The US-led airstrikes was carried out near the village of Buz-e Qandaghari in Afghanistan's Kunduz province on November 4 as US and Afghan troops clashed with the Taliban.
He said that 30 Taliban militants were killed in the airstrikes, including ten field commanders. Vaziri admitted the civilian deaths during the raid, expressing regret about the tragedy.
"If as a result of our military operations, God forbid, the civilian population is suffering, we realize our mistakes and learn from them so that they can never happen again in the future," according to Vaziri.
"Yes, we admit the civilian casualties who were citizens of Afghanistan and who died as martyrs. The Afghan Defense Ministry expresses its regret over it. I assure once again that we will draw lessons from what has happened," he said.
"We have destroyed the most dangerous Taliban warlords, who masterminded numerous attacks in Kunduz province. We obtained information that they planned a new attack on the city of Kunduz," Vaziri said.
He added that the November 4 airstrikes targeted the Taliban's headquarters in Kunduz, where the militants' children also lived.
Vaziri said that those children were killed in the airstrikes and that they were included in the civilian death toll because he said the Taliban militants' children are seen as shaheeds, or martyrs.

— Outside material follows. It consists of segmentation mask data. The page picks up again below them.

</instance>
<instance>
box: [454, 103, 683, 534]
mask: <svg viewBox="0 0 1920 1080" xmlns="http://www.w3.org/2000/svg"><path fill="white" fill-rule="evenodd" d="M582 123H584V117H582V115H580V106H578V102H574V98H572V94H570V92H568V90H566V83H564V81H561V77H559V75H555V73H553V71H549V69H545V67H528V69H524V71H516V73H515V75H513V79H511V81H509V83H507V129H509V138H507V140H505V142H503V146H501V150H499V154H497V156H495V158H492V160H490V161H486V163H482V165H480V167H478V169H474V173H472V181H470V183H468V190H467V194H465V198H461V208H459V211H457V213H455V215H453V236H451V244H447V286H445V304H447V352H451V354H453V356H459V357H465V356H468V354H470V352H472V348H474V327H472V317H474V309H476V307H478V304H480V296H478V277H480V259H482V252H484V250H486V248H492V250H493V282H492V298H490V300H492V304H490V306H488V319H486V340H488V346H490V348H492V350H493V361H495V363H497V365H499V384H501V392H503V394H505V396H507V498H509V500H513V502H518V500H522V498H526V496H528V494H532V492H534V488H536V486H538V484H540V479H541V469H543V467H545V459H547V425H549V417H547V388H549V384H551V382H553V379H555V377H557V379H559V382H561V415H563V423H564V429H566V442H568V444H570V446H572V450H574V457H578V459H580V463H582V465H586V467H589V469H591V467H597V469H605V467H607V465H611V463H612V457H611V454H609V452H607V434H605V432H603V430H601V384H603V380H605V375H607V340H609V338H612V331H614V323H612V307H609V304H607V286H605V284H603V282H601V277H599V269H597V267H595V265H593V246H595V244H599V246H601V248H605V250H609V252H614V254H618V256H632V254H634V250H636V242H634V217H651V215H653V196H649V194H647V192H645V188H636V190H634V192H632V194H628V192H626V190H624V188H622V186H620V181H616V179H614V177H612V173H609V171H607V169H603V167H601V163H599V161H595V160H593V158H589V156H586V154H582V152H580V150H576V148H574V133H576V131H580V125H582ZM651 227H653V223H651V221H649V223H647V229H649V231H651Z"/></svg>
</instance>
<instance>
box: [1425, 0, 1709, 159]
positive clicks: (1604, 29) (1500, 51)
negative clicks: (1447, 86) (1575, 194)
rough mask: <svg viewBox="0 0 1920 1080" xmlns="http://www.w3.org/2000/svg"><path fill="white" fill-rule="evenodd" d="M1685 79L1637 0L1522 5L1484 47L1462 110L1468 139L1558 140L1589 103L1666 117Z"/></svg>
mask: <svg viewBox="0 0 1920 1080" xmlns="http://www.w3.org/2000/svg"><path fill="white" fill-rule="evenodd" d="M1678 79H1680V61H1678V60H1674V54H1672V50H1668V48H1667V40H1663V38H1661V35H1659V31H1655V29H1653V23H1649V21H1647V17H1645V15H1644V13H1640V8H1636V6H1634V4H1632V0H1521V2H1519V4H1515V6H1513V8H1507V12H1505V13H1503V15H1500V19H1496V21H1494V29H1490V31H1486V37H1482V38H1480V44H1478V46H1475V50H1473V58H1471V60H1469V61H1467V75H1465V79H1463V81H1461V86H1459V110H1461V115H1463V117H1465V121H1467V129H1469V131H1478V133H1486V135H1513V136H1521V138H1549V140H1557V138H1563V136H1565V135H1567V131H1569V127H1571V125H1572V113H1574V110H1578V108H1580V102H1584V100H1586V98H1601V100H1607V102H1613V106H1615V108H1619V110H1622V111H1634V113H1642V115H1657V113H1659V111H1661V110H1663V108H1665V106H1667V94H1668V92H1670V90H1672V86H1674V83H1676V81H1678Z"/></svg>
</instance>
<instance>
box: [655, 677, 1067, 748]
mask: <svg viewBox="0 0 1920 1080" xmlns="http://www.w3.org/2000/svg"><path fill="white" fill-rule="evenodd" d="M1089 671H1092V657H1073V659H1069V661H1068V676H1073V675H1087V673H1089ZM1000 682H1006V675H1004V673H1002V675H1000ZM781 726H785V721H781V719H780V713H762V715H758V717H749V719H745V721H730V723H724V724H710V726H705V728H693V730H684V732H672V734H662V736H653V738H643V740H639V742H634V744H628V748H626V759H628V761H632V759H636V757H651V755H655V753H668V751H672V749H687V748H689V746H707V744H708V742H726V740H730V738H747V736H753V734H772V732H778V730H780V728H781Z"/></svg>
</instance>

Meanwhile, mass protest rallies have been held in the city of Kunduz, with participants demanding the punishment of those responsible for the death of innocent people.
According to the demonstrators, the airstrikes targeted houses located at least a hundred meters away from the Taliban's headquarters.
Protesters demanded that the authorities wrap up the investigation and make public its results by Thursday, otherwise the nearby motorways will be blocked.
He said that if the inquiry finds local officials' guilt in the airstrikes, they will be brought to justice. The results of the probe will be put on the table of the Afghan President, who is due to take a final decision on the matter, according to Vaziri.
Afghanistan is in the grips of political and social turmoil, with government forces fighting the ongoing Taliban insurgency. The instability has persisted in the country since the 2001 US-led invasion to defeat the Taliban and al-Qaeda in the wake of the 9/11 attacks in the United States.